# Looking for a Control Valve



## Dave in RI (Nov 16, 2019)

I have a 1987 JD 750 tractor and the front end loader is very sluggish. Checked the filter and pump and both seem to be in good working order. Spoke to a mechanic and he said the problem could be in the Control Valve mounted on the firewall, part AR99996. Two questions, anyone ever have a similar problem that was caused by the valve? If so, did you fix the valve or have to replace it? I have been looking for a replacement but without any luck. Thanks for any feedback!


----------



## jd110 (Nov 23, 2015)

The valve you are showing is a flow divider valve. It assures that 2 gpm of flow goes to the steering. While it is possible it could be malfunctioning, I have never seen one cause the problem you have.

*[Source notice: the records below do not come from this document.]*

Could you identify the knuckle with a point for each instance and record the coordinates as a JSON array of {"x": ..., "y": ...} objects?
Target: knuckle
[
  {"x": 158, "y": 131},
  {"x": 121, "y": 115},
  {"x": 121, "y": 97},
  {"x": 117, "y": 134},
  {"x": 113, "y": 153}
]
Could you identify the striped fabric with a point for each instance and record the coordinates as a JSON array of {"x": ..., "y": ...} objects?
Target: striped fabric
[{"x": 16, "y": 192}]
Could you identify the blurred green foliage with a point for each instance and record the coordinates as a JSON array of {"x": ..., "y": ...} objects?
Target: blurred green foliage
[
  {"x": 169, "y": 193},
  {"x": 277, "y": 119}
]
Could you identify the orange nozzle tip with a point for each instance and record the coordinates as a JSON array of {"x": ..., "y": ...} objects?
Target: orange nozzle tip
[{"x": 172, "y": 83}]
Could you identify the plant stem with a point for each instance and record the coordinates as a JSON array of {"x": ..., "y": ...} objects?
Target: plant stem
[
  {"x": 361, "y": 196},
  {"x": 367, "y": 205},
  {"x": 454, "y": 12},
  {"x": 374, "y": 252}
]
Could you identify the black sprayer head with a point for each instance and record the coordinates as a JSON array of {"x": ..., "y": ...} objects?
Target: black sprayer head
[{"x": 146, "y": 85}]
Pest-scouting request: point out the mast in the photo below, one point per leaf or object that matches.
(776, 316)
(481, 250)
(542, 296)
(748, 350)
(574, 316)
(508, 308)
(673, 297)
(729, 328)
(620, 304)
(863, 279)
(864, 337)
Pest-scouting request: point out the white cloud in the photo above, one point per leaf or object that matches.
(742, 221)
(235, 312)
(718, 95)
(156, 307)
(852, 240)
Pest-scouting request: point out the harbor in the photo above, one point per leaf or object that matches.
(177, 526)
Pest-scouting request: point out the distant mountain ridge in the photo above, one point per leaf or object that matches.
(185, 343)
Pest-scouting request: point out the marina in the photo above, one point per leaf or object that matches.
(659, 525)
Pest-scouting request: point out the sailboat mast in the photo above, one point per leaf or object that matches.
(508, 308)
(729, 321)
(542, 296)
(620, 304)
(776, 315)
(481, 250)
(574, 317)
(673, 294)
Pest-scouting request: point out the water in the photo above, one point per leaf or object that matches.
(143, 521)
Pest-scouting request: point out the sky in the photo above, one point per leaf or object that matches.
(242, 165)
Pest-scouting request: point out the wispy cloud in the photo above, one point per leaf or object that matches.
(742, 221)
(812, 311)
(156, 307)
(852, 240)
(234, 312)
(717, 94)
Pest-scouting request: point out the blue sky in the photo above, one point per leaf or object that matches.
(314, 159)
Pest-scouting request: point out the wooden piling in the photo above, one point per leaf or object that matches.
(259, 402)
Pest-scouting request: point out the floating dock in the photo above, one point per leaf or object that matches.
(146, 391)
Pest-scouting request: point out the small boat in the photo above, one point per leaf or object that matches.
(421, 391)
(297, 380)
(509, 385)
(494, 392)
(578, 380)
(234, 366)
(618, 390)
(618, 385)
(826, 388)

Have you checked/cleaned the sump screen in the transmission? The sump screen can sometimes look clean, but have a slimy coating on it that restricts flow. Be sure to wash it with solvent before reinstalling. Have you installed a new spin on filter? How did you check the pump? The only way to truly check it is with a flow test. Many times, I have seen the pumps get worn and there is not enough flow left after the flow divider takes 2 gpm to send to the steering for good operation of the loader. Unfortunately, the pumps and flow divider valves are no longer furnished by deere.


----------



## marc_hanna (Apr 10, 2017)

If that is indeed the cause of your problems, go to your local driveline supply, it’s a pretty common component. In Canada, we have Princess Auto, which basically has everything yo need for hydraulic replacement.


----------



## Dave in RI (Nov 16, 2019)

Thanks for the advice and information! Quick follow up, I still have pressure going to the back hoe, would that be the case if the screw on filter was clogged up?


----------